Savills News

Impact of Trump win on the office market and wider economy

The maxim that politics should not be discussed at the dinner table is generally a wise one, and also worth applying to other areas of life such as LinkedIn. That said, and strictly ring fencing my comments to the economic impact of Trump’s victory, I have been struck by the number of articles declaring that his victory spells disaster for both the Irish and international economy.

The maxim that politics should not be discussed at the dinner table is generally a wise one, and also worth applying to other areas of life such as LinkedIn. 

That said, and strictly ring fencing my comments to the economic impact of Trump’s victory, I have been struck by the number of articles declaring that his victory spells disaster for both the Irish and international economy. Indeed, much of the rhetoric chimes with the coverage when Trump won his first term in 2016. For example, following Trump’s win in 2016, economist Paul Krugman wrote in the New York Times:

“So we are very probably looking at a global recession, with no end in sight. I suppose we could get lucky somehow. But on economics, as on everything else, a terrible thing has just happened.”

Obviously, this did not come to pass and the global economy maintained growth rates of ~3%, in-line with those witnessed in the preceding years.

Fears of the impact of Trump’s election on Dublin’s office market were similarly vented in 2016. Compared to this election cycle, Trump had been much more vocal in singling out multinationals based in Ireland and there was uncertainty as to how these US multinationals would react to such political pressure. Furthermore, Trump’s cutting of the US corporate tax rate from 35% to 21% was seen as a threat to a key pillar of Ireland’s FDI competitive advantage. 

However, looking at Ireland’s corporate tax receipts, they grew under Trump’s previous reign from €7.5bn in 2016 to €11.8bn in 2020. This year they are expected to be €24.5bn and recent modelling by the Government suggest they could hit €37.1bn by 2030. Crucially, this forecast includes a €2bn negative impact arising from the OECD global minimum tax reforms.
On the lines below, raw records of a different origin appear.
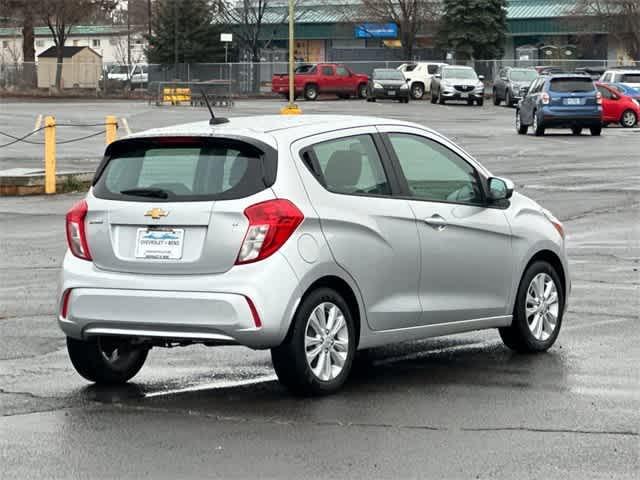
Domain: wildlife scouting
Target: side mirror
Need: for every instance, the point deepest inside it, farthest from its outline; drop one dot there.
(500, 188)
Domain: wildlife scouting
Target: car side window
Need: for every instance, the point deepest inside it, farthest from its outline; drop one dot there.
(605, 93)
(435, 173)
(351, 165)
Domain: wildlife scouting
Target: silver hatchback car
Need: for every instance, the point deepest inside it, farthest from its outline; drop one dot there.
(313, 236)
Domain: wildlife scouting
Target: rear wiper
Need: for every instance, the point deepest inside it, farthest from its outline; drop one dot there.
(147, 192)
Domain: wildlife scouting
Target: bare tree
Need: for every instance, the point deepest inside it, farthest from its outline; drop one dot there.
(621, 17)
(22, 11)
(409, 15)
(61, 15)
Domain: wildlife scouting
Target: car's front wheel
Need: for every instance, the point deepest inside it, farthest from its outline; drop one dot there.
(628, 119)
(537, 314)
(520, 127)
(108, 360)
(317, 355)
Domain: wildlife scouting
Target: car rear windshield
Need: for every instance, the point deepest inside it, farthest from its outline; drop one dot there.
(628, 78)
(523, 75)
(182, 169)
(572, 85)
(387, 75)
(461, 73)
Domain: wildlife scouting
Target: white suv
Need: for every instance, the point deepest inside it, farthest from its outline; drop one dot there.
(419, 76)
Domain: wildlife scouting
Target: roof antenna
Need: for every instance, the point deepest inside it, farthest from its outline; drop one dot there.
(214, 120)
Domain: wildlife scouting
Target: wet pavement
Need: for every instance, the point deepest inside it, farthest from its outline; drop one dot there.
(454, 407)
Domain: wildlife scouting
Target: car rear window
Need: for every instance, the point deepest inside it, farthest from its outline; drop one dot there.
(629, 78)
(182, 169)
(571, 85)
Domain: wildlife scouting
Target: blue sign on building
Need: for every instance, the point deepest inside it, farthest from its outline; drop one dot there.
(377, 30)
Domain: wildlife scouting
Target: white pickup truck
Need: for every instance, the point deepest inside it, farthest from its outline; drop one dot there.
(137, 74)
(419, 75)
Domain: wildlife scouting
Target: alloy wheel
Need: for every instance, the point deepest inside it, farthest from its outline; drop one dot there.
(326, 341)
(542, 307)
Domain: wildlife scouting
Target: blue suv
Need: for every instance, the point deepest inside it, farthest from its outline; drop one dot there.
(560, 101)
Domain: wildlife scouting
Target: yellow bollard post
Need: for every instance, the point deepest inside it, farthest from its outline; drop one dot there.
(111, 124)
(49, 155)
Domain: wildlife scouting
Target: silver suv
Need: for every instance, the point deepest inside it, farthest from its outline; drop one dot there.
(312, 236)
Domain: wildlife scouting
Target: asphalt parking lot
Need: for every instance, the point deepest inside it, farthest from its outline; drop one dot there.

Focusing specifically on Dublin’s office market, the market climbed to new heights during his Presidency. Crucially, this was primarily driven by US corporate expansions in Dublin - with the 11 million sq ft worth of take-up representing the strongest four-year period of any US President. To be clear, this was due to structural economic forces and not attributable to Trumps’ Presidency per se, but the point is that Trump’s Presidency did not lead to a retrenchment in Dublin’s office market. Looking ahead, we would not expect take-up to reach the same heights as it did between 2017 to 2020 due to the various prevailing structural headwinds, but equally, we do not expect Trump’s Presidency to be a handbrake on its growth.


A reasonable question is why does Ireland’s tax take and economic performance continue to be so resilient in the face of such policy attacks.
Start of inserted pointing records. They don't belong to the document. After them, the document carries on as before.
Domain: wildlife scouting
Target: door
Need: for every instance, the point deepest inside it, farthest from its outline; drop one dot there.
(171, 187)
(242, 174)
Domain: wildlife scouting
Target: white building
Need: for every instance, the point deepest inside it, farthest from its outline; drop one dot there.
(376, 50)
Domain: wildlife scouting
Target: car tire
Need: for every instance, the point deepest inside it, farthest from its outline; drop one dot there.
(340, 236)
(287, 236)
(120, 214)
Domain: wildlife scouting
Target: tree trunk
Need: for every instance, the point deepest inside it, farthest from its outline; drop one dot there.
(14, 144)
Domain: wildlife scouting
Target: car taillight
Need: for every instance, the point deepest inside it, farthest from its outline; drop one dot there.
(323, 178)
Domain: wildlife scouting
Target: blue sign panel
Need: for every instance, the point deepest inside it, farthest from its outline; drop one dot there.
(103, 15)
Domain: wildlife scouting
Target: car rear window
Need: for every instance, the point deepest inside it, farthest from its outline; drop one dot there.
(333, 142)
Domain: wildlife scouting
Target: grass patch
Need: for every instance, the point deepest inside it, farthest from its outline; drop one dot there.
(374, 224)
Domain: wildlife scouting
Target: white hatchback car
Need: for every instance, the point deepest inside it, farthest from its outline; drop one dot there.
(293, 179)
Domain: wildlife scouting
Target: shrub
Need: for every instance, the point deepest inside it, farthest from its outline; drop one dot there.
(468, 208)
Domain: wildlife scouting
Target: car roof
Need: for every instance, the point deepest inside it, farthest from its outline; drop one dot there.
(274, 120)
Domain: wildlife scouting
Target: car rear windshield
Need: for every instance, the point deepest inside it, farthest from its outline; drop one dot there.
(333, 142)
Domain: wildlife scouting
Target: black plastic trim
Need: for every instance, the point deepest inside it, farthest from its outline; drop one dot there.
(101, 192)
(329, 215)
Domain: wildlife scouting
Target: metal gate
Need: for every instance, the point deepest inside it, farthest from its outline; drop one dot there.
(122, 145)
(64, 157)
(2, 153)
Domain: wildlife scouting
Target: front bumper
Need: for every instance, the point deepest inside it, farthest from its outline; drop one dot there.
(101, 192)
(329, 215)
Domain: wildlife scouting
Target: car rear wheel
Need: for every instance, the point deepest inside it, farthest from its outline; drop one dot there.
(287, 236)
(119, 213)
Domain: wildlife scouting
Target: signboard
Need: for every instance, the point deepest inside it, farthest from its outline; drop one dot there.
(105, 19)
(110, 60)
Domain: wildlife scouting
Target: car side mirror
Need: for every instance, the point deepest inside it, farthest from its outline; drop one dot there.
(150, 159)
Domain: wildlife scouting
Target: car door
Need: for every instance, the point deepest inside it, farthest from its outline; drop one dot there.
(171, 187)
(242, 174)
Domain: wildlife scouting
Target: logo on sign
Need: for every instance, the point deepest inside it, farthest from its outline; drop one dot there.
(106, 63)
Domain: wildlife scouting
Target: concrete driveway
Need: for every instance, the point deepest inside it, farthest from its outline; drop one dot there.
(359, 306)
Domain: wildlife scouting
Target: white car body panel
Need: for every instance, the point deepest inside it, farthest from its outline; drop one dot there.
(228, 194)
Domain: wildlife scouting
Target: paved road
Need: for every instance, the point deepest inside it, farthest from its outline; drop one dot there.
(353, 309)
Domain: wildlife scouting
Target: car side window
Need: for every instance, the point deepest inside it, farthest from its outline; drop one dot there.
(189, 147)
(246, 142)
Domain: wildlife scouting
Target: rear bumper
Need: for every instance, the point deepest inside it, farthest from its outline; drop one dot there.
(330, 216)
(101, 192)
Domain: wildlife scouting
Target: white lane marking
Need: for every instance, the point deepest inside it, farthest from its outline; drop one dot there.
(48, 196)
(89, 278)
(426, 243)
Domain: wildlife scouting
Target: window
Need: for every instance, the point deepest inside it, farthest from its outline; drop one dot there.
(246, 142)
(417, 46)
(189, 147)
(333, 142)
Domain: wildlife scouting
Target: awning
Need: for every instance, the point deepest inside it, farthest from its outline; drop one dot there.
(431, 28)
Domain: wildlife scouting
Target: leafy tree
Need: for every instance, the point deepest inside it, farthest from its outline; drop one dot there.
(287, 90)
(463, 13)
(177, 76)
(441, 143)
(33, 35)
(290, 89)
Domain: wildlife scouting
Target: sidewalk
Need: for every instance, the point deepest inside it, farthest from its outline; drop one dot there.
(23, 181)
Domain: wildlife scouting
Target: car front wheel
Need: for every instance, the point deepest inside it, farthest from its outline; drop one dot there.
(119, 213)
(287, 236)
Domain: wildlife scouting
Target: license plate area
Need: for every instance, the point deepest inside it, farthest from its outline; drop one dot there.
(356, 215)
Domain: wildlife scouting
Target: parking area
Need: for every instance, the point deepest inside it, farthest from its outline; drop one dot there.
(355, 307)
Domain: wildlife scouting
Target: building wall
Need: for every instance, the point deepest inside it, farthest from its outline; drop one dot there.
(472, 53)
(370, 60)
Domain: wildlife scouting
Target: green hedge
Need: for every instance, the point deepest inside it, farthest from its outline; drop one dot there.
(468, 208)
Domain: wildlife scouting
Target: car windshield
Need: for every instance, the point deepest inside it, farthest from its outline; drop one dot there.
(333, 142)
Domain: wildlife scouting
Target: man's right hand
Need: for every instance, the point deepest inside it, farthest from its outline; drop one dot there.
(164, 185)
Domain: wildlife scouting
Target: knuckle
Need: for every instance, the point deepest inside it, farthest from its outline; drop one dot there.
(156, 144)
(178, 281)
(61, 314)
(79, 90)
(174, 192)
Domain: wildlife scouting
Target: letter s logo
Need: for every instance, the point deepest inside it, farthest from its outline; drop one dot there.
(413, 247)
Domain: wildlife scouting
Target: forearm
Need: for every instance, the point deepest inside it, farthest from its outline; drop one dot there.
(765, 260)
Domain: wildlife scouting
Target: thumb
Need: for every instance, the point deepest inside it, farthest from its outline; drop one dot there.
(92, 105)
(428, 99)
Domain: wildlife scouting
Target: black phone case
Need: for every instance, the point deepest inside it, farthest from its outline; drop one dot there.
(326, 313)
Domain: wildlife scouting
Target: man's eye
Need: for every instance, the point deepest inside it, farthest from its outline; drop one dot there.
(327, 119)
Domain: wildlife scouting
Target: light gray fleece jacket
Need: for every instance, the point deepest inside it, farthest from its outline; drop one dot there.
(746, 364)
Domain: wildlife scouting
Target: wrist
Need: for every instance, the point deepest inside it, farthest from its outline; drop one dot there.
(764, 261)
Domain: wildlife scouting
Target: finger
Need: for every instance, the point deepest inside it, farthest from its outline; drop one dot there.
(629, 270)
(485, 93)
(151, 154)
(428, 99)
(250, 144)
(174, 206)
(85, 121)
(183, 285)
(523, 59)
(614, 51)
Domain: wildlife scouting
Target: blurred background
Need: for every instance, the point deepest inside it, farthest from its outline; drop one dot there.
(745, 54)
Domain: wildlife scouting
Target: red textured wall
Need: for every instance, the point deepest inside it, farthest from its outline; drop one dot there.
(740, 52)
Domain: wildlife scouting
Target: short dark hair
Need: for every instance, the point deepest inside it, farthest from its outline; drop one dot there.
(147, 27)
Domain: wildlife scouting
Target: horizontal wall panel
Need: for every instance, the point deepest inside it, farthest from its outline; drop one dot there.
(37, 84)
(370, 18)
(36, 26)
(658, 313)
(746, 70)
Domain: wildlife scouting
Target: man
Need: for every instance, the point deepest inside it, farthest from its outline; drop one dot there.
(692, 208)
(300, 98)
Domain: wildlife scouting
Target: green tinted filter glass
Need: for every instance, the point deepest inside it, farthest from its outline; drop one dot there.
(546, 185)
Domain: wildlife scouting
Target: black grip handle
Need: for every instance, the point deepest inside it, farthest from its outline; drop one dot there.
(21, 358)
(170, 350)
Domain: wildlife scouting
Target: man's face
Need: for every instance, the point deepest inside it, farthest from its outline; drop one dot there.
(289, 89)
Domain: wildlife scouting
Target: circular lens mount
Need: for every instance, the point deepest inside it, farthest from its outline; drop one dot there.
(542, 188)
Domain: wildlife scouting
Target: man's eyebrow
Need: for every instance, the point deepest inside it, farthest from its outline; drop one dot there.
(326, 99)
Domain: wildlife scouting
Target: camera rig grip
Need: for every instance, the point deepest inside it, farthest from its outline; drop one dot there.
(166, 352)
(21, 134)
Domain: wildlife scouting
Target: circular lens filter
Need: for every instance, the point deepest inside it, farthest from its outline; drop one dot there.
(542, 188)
A common misconception is that lower corporate tax rates in the US are bad for Ireland because they erode its relative tax advantage. However, lower corporate tax rates increase the profitability of US corporates, thus generating more free cash flow to invest in expanding operations abroad. Thus, lowering US corporation rates can boost US multinational investment in Ireland. 

This time Trump is seeking to tweak his strategy of enticing companies back to the US by linking corporate tax rates to domestic production only. However, it is not clear how effective this will be given that the US economy is already close to full-employment, thereby limiting the available labour force to expand production with. 
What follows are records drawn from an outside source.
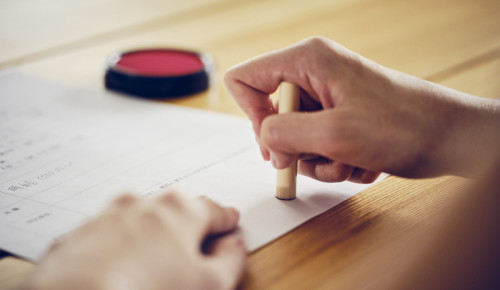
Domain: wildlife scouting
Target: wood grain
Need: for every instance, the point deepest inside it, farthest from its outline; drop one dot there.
(452, 42)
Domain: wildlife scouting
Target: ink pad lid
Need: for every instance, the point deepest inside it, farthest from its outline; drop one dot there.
(158, 73)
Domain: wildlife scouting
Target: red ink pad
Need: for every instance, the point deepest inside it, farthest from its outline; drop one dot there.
(158, 73)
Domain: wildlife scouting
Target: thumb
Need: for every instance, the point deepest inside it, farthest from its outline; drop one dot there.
(227, 260)
(288, 135)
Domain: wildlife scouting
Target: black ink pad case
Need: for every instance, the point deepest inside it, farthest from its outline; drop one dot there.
(159, 73)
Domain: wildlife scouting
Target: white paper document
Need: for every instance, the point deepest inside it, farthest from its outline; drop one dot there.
(66, 152)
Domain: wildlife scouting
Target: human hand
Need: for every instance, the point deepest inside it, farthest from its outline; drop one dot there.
(147, 244)
(359, 117)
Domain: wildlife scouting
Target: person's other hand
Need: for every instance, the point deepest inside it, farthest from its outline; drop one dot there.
(147, 244)
(358, 118)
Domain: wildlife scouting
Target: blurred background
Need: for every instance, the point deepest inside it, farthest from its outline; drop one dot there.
(452, 42)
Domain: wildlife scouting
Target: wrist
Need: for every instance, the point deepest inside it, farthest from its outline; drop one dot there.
(473, 139)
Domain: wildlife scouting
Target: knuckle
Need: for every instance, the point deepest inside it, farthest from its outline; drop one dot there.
(270, 133)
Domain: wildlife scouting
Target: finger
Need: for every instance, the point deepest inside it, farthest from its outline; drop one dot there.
(296, 133)
(220, 219)
(227, 260)
(252, 82)
(325, 170)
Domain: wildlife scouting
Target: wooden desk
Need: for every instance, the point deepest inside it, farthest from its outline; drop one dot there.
(452, 42)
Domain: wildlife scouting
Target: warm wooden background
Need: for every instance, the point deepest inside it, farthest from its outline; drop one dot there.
(452, 42)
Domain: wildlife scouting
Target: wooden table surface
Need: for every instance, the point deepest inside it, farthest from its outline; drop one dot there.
(452, 42)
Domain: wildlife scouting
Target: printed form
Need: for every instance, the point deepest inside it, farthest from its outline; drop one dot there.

Trade tariffs have also been mentioned, but their introduction are deemed to be a low probability outcome given the damaging effect they would also have on the US economy.

Lastly, the US stock market rose sharply on the back of Trump’s victory with higher economic growth expected, something which will benefit Ireland. However, inflation is also likely to be higher so yields on US Treasuries have also risen while the dollar has strengthened against the euro, as the interest rate differential between the US and Europe is likely to widen. A stronger dollar will make taking office space in Dublin cheaper for US firms, although it will be negative from the point of view of decreasing the value of profits generated in Ireland for repatriation.

To conclude, while it is true that Trump's victory brings greater uncertainty for Ireland than it would have under a Harris Presidency, the downside economic risks are likely being overstated once again.